Both sides of the political aisle had something to celebrate in Tuesday's election returns.
While Westport Democrats were jubilant over the across-the-board victories scored by the party's candidates at the top of the ticket, Republicans had reason to be pleased as they held on to three of the town's four seats in the state General Assembly.
Republican leaders, however, were pleased at the re-election victories, in multi-town state legislative districts that include Westport, of Gail Lavielle in the 143rd state House District; Toni Boucher in the 26th state Senate District, and John McKinney in the 28th state Senate District.
Steinberg outpolled Republican challenger Stephen Rubin, 7,398 votes to 5,740.
In the 143rd House District, which now includes the west side of Westport, incumbent Lavielle prevailed over Democratic challenger Ted Hoffstatter. Results in Westport were 574 for Lavielle to 477 for Hofstatter in Westport, and she also beat her opponent in their shared hometown of Wilton.
"Being elected -- it's not an ordinary experience," Lavielle said Wednesday. "I'm really deeply moved that all three of the towns that I now represent gave me a strong mandate to represent them. I'm honored by the confidence and the trust, and I think I have the best constituents in the whole world.
"I live in Wilton, but I have a lot of experience representing a place where I don't live. Westport is just as important to me as Wilton and Norwalk."
In the 26th Senate District, incumbent Republican Boucher won over Democrat Carolanne Curry. Final numbers in that race in Westport were Boucher 6,169 votes and Curry (including Democratic and Working Families lines): 6,024. But Boucher added to that margin in six other towns in the district.
And in the 28th Senate District, Republican John McKinney of Fairfield, the Senate minority leader, was unopposed. In Westport, newly added to McKinney's district, he won 1,104 votes here, as well as 18,931 votes in his hometown of Fairfield. He added to the margin in the other communities in the district.
Steinberg, who campaigned as a moderate independent of Hartford's Democratic power base, credited his re-election victory to talking with voters about issues.
"I am so incredibly proud of the campaign we ran," Steinberg said. "We stayed focused on the issues."
"I'm very grateful that the people of Westport will give me the opportunity to continue the work I've been doing," the winner said.
"We couldn't be more pleased with the results," said Jim Ezzes, the Democratic Town Committee chairman. "It shows that all the hard work by the Democratic Town Committee and the candidates helped Westport deliver the vote."

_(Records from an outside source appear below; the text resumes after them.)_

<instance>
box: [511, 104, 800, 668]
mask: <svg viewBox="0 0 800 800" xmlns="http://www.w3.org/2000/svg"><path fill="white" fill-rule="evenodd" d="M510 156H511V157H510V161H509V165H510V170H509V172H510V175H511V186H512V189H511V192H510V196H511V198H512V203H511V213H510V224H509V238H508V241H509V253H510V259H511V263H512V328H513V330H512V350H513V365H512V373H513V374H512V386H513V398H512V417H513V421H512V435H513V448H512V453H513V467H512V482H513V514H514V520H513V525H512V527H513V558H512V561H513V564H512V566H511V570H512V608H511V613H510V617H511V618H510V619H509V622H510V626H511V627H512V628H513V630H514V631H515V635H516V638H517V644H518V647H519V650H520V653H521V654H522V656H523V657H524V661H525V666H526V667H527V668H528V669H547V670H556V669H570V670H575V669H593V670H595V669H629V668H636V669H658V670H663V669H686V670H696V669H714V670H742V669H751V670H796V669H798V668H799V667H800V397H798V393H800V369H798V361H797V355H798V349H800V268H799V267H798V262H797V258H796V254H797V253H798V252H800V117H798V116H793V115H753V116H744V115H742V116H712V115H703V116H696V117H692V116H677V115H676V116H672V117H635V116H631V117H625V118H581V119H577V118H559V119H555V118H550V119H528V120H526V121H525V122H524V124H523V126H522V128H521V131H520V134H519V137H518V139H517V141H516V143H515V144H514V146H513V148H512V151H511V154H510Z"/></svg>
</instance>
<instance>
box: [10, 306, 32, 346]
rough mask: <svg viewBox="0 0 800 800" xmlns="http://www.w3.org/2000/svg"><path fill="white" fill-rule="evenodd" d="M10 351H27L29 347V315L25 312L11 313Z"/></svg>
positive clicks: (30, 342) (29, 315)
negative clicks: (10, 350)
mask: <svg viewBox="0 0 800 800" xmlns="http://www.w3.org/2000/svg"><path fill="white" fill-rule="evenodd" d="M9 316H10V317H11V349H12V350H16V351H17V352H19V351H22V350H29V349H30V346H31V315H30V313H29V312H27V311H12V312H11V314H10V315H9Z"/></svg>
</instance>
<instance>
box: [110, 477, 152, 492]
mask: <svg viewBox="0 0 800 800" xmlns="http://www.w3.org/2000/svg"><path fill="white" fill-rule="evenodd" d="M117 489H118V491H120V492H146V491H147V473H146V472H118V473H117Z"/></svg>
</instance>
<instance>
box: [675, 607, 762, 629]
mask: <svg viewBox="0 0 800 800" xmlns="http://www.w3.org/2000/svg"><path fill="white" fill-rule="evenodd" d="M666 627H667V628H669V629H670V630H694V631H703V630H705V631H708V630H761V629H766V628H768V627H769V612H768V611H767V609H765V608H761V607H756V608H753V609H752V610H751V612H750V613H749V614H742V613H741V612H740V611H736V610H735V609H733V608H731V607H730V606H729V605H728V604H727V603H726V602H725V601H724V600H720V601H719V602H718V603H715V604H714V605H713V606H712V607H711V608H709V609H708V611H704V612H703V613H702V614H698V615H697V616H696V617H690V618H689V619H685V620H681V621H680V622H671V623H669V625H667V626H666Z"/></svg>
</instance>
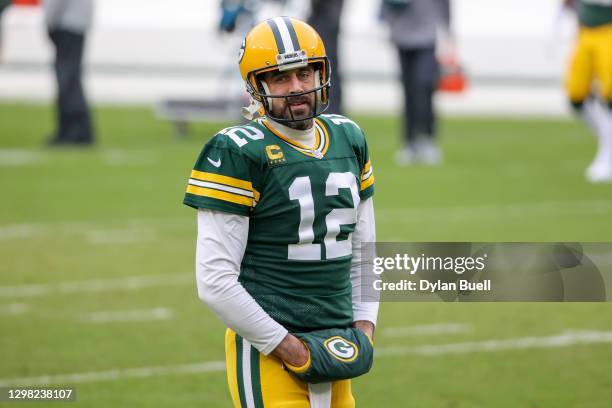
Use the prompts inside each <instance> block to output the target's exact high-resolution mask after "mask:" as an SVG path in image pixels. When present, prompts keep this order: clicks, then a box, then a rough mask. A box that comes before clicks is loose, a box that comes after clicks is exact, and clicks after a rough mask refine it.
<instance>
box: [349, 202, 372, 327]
mask: <svg viewBox="0 0 612 408" xmlns="http://www.w3.org/2000/svg"><path fill="white" fill-rule="evenodd" d="M375 241H376V223H375V220H374V202H373V200H372V197H369V198H368V199H366V200H364V201H362V202H361V203H359V207H358V208H357V224H356V225H355V231H353V237H352V244H353V260H352V263H351V285H352V287H353V321H358V320H367V321H370V322H372V323H374V325H376V319H377V317H378V307H379V302H378V298H375V299H368V301H363V300H364V299H362V298H361V293H362V288H363V287H365V286H367V285H370V284H371V283H372V282H373V280H374V279H376V278H375V277H374V276H371V277H370V276H368V277H366V279H362V265H364V264H366V263H368V262H370V263H371V262H372V261H373V260H372V259H362V253H361V247H362V243H363V242H375ZM364 269H366V268H364ZM370 269H371V268H370ZM371 273H374V272H373V271H372V272H371ZM368 293H371V290H368Z"/></svg>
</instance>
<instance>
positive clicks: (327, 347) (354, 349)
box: [323, 336, 359, 363]
mask: <svg viewBox="0 0 612 408" xmlns="http://www.w3.org/2000/svg"><path fill="white" fill-rule="evenodd" d="M323 344H324V345H325V349H326V350H327V351H328V352H329V353H330V354H331V355H332V356H334V357H335V358H336V359H338V360H340V361H342V362H345V363H350V362H351V361H354V360H355V359H356V358H357V356H358V355H359V349H358V348H357V346H356V345H355V343H352V342H350V341H348V340H346V339H345V338H343V337H340V336H334V337H330V338H329V339H327V340H325V342H324V343H323Z"/></svg>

Rubin had painted Steinberg as part of a majority-party that approved record tax increases and allowed state spending to run away. The Republican campaigned on a pledge to cut spending and taxes and create jobs.
"This is not shiva," Rubin said of his loss to Steinberg. "This is an election. The people spoke. I congratulate the winner. Go to Hartford. Continue to represent us and make us proud."
Steinberg, winning a second term, held an olive branch to conservatives, but at the same time seemed pragmatic.
"My objective is to try to listen to everybody and represent all of Westport to the best of my ability, knowing I can't please everyone," he said.
First Selectman Gordon Joseloff, a Democrat, said of the contestants in the 136th House race: "Let me congratulate both men. They're both really good friends of mine and I was really torn on a personal level ... Westport wins."
"I'm disappointed that Steve wasn't able to pull it off," said Desiree Soli, the chairwoman of the Republican Town Committee. "I think he would have been an excellent state representative. But the voters seem to think that Jonathan is doing a good job in Hartford.
"The Democrats obviously have an advantage in Westport in terms of registered voters, and clearly Obama was a big factor. I think the Obama phenomenon helped to push Jonathan to victory."